Ogot told the Senate that “benefits of this plant will not help Kenya; it will revolutionise it” and further added that “every plant that God has given us should be availed to its people to use.”
Senator Ledama ole Kina publicly supported the Bill arguing its’ benefits outweigh its’ harm and countries are changing tune to legalise it. “If this is good to reduce the pain in cancer patients, why don’t you legalise it?” he posed. In 2018, Kibra MP Ken Okoth tabled the Marijuana Control Bill in Parliament, seeking to establish Marijuana Control Council to regulate its use, register farmers, create awareness and promote its medicinal properties.
Omari Bradley in his legal dissertation “Why Kenya Should Legalise Marijuana “argues that its’ legislation would increase revenue through taxation in an industry with huge growth potential.
Success of the Bill means three statutes would be affected. The revised Narcotic Drugs and Psychotropic Substances Act (NDPSA NO. 4 of 1994), the Marijuana Control Act, the Marijuana Control Bill and the Crop Act to accommodate it as a cash crop.
Despite its illegality, weed is a common feature in Kenyan parties, campuses and campsites.

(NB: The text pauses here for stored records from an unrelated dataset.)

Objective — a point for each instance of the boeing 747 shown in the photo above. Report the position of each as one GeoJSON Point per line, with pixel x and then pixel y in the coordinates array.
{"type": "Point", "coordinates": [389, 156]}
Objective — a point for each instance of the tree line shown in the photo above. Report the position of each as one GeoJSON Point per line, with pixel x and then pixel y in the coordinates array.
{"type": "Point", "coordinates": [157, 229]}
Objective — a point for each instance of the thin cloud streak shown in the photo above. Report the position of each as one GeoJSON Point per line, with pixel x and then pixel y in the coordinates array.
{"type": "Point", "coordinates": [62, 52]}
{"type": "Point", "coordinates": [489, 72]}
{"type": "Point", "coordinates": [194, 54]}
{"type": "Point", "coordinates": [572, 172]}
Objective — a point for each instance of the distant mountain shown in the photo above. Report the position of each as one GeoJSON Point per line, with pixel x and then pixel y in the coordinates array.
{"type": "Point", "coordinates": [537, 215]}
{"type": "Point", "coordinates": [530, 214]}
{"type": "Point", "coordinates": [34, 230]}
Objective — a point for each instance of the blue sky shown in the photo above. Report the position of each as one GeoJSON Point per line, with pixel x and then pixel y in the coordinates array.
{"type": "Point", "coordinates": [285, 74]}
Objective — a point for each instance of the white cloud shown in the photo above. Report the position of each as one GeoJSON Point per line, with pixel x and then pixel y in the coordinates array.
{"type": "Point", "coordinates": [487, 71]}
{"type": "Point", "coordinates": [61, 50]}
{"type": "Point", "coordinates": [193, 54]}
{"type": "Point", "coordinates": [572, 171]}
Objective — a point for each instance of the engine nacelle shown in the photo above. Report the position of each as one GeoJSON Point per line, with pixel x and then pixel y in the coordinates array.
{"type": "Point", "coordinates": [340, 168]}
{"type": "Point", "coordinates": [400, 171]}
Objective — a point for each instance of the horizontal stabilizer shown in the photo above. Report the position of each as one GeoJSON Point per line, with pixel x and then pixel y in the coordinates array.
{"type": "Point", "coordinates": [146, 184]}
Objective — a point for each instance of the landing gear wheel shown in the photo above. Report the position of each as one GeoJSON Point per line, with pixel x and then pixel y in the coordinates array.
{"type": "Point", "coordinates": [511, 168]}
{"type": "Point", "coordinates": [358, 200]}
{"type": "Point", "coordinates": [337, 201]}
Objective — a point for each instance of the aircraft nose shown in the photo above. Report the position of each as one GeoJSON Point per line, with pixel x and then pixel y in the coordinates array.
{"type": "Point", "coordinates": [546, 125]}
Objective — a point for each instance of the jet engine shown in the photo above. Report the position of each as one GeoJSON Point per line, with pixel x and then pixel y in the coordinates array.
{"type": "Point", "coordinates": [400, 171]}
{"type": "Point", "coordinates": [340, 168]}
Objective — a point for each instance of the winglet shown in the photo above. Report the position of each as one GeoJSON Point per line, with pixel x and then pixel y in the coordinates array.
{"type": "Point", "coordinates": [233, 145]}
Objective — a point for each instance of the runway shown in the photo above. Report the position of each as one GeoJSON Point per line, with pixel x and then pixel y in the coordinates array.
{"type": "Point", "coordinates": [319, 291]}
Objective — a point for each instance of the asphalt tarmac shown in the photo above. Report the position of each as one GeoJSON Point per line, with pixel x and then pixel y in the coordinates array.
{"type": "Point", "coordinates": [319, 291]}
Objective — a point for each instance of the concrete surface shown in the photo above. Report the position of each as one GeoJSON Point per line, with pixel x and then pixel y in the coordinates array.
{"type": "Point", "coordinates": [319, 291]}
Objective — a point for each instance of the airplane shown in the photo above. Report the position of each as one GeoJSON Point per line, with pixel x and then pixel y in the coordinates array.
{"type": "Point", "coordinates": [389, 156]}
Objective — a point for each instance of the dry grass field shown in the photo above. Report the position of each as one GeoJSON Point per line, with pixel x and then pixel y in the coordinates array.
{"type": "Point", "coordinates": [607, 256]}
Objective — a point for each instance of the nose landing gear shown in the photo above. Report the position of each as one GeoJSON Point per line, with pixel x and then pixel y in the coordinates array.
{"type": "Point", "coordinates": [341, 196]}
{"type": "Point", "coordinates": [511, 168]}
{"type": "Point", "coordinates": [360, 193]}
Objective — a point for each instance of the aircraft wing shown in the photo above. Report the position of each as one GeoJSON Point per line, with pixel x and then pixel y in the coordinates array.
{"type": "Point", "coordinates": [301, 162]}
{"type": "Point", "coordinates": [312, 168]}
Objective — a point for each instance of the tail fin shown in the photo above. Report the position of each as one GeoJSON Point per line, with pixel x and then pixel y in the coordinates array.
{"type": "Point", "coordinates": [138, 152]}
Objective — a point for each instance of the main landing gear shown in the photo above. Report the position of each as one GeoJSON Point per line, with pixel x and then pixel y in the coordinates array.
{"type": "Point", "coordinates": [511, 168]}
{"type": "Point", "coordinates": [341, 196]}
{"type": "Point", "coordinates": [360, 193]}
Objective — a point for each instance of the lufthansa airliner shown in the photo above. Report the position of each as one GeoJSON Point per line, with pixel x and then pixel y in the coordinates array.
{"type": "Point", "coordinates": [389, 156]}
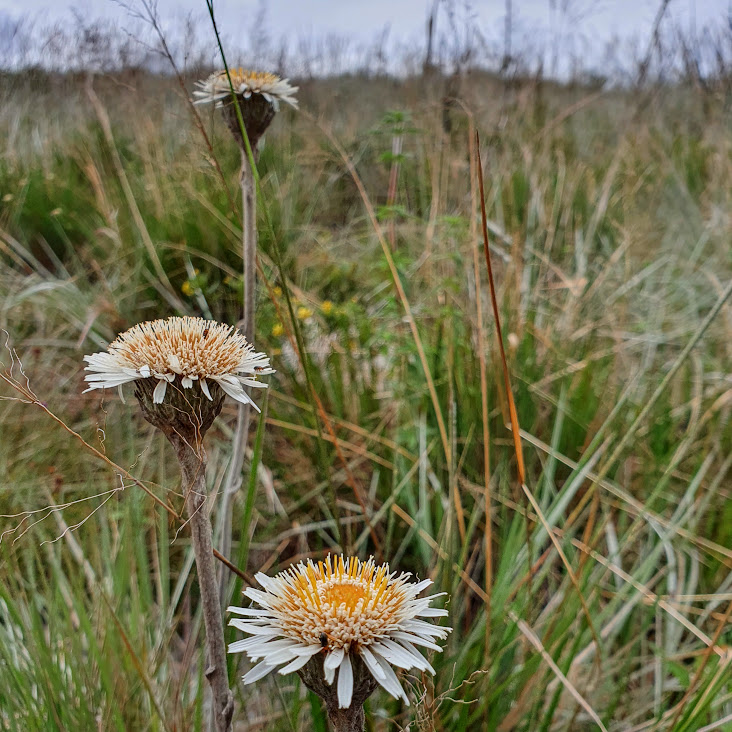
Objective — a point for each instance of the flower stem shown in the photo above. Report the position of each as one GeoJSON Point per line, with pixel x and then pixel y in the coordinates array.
{"type": "Point", "coordinates": [193, 468]}
{"type": "Point", "coordinates": [352, 719]}
{"type": "Point", "coordinates": [246, 326]}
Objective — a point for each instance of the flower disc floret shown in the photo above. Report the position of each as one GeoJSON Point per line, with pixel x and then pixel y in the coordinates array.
{"type": "Point", "coordinates": [245, 83]}
{"type": "Point", "coordinates": [341, 608]}
{"type": "Point", "coordinates": [192, 350]}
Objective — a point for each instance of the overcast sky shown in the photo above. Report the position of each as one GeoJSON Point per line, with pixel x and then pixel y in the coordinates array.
{"type": "Point", "coordinates": [589, 24]}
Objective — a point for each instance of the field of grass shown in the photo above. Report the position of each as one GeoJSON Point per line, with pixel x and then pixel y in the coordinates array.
{"type": "Point", "coordinates": [606, 593]}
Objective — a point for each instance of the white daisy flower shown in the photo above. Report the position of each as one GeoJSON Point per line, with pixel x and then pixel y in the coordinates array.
{"type": "Point", "coordinates": [356, 614]}
{"type": "Point", "coordinates": [245, 83]}
{"type": "Point", "coordinates": [190, 350]}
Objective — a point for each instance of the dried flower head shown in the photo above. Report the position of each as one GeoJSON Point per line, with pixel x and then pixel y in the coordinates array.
{"type": "Point", "coordinates": [246, 83]}
{"type": "Point", "coordinates": [184, 351]}
{"type": "Point", "coordinates": [341, 615]}
{"type": "Point", "coordinates": [258, 94]}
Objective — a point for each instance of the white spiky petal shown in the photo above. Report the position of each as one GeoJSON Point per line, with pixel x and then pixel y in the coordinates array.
{"type": "Point", "coordinates": [352, 607]}
{"type": "Point", "coordinates": [194, 349]}
{"type": "Point", "coordinates": [245, 83]}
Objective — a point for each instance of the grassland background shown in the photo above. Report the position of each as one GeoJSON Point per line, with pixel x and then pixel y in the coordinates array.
{"type": "Point", "coordinates": [610, 220]}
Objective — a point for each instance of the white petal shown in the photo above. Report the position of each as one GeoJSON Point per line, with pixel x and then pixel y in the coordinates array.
{"type": "Point", "coordinates": [372, 664]}
{"type": "Point", "coordinates": [432, 612]}
{"type": "Point", "coordinates": [249, 626]}
{"type": "Point", "coordinates": [390, 682]}
{"type": "Point", "coordinates": [258, 672]}
{"type": "Point", "coordinates": [418, 639]}
{"type": "Point", "coordinates": [174, 363]}
{"type": "Point", "coordinates": [250, 611]}
{"type": "Point", "coordinates": [159, 393]}
{"type": "Point", "coordinates": [345, 683]}
{"type": "Point", "coordinates": [334, 659]}
{"type": "Point", "coordinates": [394, 654]}
{"type": "Point", "coordinates": [235, 390]}
{"type": "Point", "coordinates": [426, 665]}
{"type": "Point", "coordinates": [299, 662]}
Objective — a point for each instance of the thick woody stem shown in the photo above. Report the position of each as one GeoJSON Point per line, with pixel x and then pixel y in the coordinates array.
{"type": "Point", "coordinates": [246, 325]}
{"type": "Point", "coordinates": [193, 468]}
{"type": "Point", "coordinates": [352, 719]}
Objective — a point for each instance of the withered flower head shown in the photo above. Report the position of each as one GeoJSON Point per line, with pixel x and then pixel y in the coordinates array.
{"type": "Point", "coordinates": [184, 351]}
{"type": "Point", "coordinates": [341, 615]}
{"type": "Point", "coordinates": [259, 95]}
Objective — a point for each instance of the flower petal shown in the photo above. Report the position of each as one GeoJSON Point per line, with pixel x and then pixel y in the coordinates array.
{"type": "Point", "coordinates": [159, 393]}
{"type": "Point", "coordinates": [258, 672]}
{"type": "Point", "coordinates": [345, 683]}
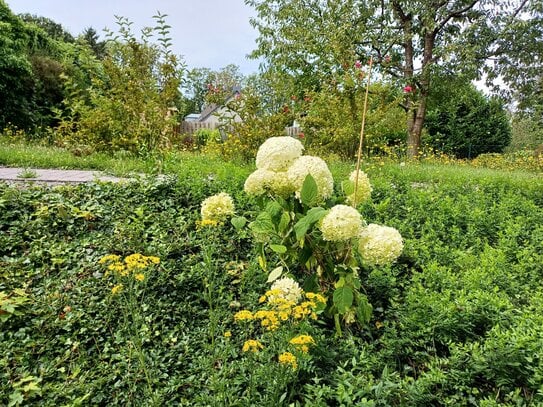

Israeli weed firm pumps Sh40 billion in Uganda
Uganda has licensed two companies to grow marijuana on commercial basis. Industrial Hemp (U) Ltd and Together Pharma, an Israeli company have been given the nod with 13 more companies awaiting approved by the Ministry of Health which allowed cannabis to be used in treating cancer, Alzheimer’s, Parkinson’s, arthritis and other neurological conditions.
About 100 other companies have expressed interest after the rules were revised to permit export for medical purposes.
Pharma Ltd and Industrial Hemp, which grow Industrial Hemp in greenhouses are the biggest marijuana producers in Hima, Kasese having invested $360 million (Sh39 billion), according to Nir Sosinsky, the MD of Together Pharma, citing growth markets for medical cannabis products including inflorescence, capsules, oils, cookies as being in Israeli, Germany and Australia.
Recreational marijuana is illegal in Uganda, but industrial hemp is legal and investors seeking to grow or export marijuana under clinical purposes must have a minimum capital of $5 million (Sh500 million), a bank guarantee of USh4 billion, according to Uganda’s Daily Monitor which also includes a tax compliance certificates, valid trading license, audited accounts and evidence of value addition to cannabis as part of the regulations.
Uganda’s Narcotic Drugs and Psychotropic Substances Act 2015 allows for cultivation, production and exportation of medical marijuana after a license is issued by the Ministry of Health.
In April, Ugandan authorities cleared 250kg of marijuana to Tel Aviv, Israel, with former Prime Minister Benjamin Netanyahu paying $375,000 (Sh37.5 million) for dry cannabis flowers besides exporting Cannabinol and Tetrahydrocannabinol for approved Satives drugs in USA, Europe and Canada.
Of interest is that some cannabis seeds are obtained from Kenya for developing commercial strains like Kilimanjaro in Tanzania.